Rare disease drug specialist Shire ($SHPG) has been on a buying streak lately, culminating with its $32 billion deal for Baxalta ($BXLT). Now the company says it is time to build something.
The Dublin-based company intends to invest $400 million to erect a biologics plant in Ireland, its first manufacturing facility in its adopted home country. Shire’s only other manufacturing is in the U.S.
Construction is expected to begin this summer in Piercetown, about 20 kilometers from Dublin, according to an announcement from the Ireland Development Agency. The company says it will add 400 jobs when the project is completed in 2019.
“Increasing our biologics manufacturing capability is fundamental to achieving our ambition of becoming the world’s leading Biotechnology Company focused on rare diseases and other speciality conditions,” Shire CEO Flemming Ornskov said in a statement.

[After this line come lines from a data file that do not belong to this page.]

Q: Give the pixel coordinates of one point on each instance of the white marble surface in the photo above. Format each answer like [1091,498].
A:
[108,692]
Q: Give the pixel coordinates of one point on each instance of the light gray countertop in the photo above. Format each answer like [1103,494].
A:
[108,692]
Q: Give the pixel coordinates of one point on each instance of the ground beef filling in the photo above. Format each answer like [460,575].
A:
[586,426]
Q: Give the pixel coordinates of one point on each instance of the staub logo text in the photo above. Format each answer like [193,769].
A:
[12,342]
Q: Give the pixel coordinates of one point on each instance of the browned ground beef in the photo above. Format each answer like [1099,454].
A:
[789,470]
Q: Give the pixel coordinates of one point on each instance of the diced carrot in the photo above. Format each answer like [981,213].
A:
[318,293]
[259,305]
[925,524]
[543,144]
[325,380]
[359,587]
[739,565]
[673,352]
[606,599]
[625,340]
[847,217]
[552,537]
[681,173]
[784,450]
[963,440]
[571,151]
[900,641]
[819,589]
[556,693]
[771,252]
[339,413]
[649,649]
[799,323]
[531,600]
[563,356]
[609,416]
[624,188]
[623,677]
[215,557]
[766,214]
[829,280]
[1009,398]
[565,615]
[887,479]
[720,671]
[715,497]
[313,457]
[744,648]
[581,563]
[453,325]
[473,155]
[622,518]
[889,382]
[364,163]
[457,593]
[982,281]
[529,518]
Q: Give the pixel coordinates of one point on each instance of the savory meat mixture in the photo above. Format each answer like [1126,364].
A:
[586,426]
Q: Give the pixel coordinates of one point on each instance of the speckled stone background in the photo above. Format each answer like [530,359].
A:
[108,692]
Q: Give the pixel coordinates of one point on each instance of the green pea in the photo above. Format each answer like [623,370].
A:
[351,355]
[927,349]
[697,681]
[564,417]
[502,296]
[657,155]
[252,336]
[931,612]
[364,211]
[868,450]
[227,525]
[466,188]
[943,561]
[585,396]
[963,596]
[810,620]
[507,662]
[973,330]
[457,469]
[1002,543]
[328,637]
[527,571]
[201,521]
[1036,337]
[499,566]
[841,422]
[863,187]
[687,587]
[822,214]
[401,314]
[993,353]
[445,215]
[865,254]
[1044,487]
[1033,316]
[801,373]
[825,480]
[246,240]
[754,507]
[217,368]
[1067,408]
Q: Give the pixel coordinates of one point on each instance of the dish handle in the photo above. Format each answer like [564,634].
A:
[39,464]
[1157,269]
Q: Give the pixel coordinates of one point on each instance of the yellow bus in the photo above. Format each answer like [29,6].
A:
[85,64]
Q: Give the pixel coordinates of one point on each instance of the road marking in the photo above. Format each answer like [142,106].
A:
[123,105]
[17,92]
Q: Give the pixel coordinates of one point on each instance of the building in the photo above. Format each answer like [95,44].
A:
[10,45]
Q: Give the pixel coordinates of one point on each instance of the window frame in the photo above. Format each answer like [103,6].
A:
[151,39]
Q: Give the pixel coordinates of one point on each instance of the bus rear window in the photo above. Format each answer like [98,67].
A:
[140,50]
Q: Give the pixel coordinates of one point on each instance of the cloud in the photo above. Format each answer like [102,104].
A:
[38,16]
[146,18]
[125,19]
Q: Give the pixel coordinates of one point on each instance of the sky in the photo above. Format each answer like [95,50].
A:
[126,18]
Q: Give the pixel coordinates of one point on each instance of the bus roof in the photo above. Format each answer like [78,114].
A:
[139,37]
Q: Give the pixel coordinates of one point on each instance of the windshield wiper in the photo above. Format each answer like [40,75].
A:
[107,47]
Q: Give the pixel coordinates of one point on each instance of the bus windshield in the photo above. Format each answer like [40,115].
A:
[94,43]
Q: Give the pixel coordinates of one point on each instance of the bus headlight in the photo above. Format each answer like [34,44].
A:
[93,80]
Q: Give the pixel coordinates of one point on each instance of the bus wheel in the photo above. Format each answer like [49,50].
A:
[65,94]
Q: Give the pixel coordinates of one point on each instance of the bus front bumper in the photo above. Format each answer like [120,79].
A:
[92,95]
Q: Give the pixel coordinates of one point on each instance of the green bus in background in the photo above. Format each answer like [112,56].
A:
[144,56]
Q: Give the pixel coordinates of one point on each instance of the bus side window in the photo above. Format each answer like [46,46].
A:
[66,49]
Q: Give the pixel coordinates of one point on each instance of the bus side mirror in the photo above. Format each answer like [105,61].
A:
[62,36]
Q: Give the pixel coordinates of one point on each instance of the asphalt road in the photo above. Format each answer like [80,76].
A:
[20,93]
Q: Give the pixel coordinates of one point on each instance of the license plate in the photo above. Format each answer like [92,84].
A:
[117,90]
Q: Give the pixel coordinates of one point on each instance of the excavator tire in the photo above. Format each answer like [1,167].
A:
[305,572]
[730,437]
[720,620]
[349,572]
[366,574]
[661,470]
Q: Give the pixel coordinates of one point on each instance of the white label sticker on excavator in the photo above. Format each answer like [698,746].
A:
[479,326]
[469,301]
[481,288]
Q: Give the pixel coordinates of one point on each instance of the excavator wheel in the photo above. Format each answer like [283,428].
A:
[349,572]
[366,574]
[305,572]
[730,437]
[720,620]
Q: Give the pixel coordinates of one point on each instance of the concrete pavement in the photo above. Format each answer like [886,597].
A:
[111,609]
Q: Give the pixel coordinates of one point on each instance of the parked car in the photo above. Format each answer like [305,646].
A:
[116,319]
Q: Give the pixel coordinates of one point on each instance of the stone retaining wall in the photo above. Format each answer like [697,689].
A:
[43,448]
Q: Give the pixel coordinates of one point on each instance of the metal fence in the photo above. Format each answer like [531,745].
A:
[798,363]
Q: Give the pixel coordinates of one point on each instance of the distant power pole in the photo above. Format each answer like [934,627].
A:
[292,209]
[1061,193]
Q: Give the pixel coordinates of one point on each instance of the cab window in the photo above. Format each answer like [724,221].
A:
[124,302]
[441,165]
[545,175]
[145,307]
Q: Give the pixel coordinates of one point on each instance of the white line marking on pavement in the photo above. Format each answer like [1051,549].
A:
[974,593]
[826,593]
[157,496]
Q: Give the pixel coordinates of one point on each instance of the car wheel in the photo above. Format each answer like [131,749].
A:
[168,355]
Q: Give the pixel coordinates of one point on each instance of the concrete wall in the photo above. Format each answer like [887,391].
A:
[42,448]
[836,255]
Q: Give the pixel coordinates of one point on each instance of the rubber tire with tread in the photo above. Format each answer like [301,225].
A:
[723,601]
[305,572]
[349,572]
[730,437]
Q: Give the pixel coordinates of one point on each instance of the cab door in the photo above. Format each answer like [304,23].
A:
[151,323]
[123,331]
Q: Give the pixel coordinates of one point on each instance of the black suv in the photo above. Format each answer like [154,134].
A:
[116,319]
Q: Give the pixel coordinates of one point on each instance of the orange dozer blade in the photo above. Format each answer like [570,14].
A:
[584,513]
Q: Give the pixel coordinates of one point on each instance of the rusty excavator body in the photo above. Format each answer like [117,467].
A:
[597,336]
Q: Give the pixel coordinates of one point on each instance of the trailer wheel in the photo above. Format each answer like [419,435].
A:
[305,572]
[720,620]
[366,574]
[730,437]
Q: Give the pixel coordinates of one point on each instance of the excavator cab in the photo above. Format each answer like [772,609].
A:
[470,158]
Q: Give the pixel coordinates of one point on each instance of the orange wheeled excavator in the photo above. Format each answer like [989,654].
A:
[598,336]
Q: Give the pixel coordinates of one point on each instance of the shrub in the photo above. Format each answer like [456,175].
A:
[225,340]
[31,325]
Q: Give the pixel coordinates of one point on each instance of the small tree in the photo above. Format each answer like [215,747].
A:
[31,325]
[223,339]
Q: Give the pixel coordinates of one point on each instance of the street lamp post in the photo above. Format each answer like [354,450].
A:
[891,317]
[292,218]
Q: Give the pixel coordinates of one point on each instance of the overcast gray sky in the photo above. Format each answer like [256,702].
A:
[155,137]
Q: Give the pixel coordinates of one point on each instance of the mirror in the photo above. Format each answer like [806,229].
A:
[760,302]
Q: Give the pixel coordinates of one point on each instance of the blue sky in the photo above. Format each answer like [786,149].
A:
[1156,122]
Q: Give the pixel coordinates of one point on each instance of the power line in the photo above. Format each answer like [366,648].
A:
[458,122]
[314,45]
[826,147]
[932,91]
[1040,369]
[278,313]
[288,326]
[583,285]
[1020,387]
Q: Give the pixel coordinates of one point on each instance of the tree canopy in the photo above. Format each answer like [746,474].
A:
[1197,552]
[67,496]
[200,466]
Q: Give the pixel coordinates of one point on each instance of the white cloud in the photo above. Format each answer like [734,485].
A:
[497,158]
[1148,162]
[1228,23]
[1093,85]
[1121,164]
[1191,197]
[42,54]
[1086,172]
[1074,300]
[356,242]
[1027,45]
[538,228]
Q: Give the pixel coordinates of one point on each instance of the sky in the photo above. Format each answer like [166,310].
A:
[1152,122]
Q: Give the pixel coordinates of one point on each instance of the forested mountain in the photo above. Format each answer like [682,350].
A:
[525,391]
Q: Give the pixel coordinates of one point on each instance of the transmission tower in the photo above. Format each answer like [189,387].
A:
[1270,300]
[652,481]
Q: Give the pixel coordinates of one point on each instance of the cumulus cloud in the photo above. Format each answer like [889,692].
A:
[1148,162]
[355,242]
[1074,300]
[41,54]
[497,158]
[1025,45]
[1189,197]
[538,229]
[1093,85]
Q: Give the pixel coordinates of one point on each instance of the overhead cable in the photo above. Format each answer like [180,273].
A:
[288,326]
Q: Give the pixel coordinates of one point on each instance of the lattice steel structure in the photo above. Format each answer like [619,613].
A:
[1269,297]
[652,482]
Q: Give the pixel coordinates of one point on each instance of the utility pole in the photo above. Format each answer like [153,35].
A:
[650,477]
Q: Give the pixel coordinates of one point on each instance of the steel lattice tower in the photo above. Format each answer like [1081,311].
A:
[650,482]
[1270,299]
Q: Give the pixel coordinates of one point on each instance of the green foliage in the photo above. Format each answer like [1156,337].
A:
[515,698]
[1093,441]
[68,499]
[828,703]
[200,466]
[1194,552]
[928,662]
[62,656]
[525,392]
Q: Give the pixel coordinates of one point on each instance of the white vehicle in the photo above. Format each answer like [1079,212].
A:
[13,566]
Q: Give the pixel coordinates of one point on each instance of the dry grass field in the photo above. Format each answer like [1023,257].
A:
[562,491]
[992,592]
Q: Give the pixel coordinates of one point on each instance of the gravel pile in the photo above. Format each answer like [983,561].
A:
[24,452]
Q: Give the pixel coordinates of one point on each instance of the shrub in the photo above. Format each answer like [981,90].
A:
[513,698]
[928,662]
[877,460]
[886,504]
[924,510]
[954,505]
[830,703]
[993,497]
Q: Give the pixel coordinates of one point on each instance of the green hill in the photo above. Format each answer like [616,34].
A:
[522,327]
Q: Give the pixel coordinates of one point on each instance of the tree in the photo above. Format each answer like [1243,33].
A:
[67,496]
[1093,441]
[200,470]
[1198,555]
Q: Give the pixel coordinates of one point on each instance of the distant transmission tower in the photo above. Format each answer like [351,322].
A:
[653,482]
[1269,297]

Ornskov pointed out that Ireland is strategically important to the drugmaker, which is putting it mildly. Shire moved its corporate domicile to Ireland in 2008 to avoid higher taxes in England, where it was based at the time. Its low tax base was one of the benefits it pointed to when it was enticing Baxalta to the negotiating table.
When the tax-cutting merger between Pfizer ($PFE) and Allergan ($AGN) was cut off recently because of U.S. tax rule changes, some raised questions about whether Shire’s deal for Baxalta would also be soured. A deal between Shire and AbbVie ($ABBV) had been derailed by earlier tweaks to the tax code that made inversions less beneficial. Yet, Ornskov has insisted the deal with Baxalta is still a go.
Shire says it needs the new plant to meet growing demand for its products. It saw good growth last year, underpinned by its ADHD and binge eating treatment Vyvanse, as well as strong sales from hereditary angioedema products, Cinryze and Firazyr. With Baxalta, Shire gets products for treating hemophilia. Some analysts are unsure why Shire is so hot for Baxalta, given the competitive hemophilia market where new drugs could decimate the business going forward, but Ornskov has assured investors it is worth the money.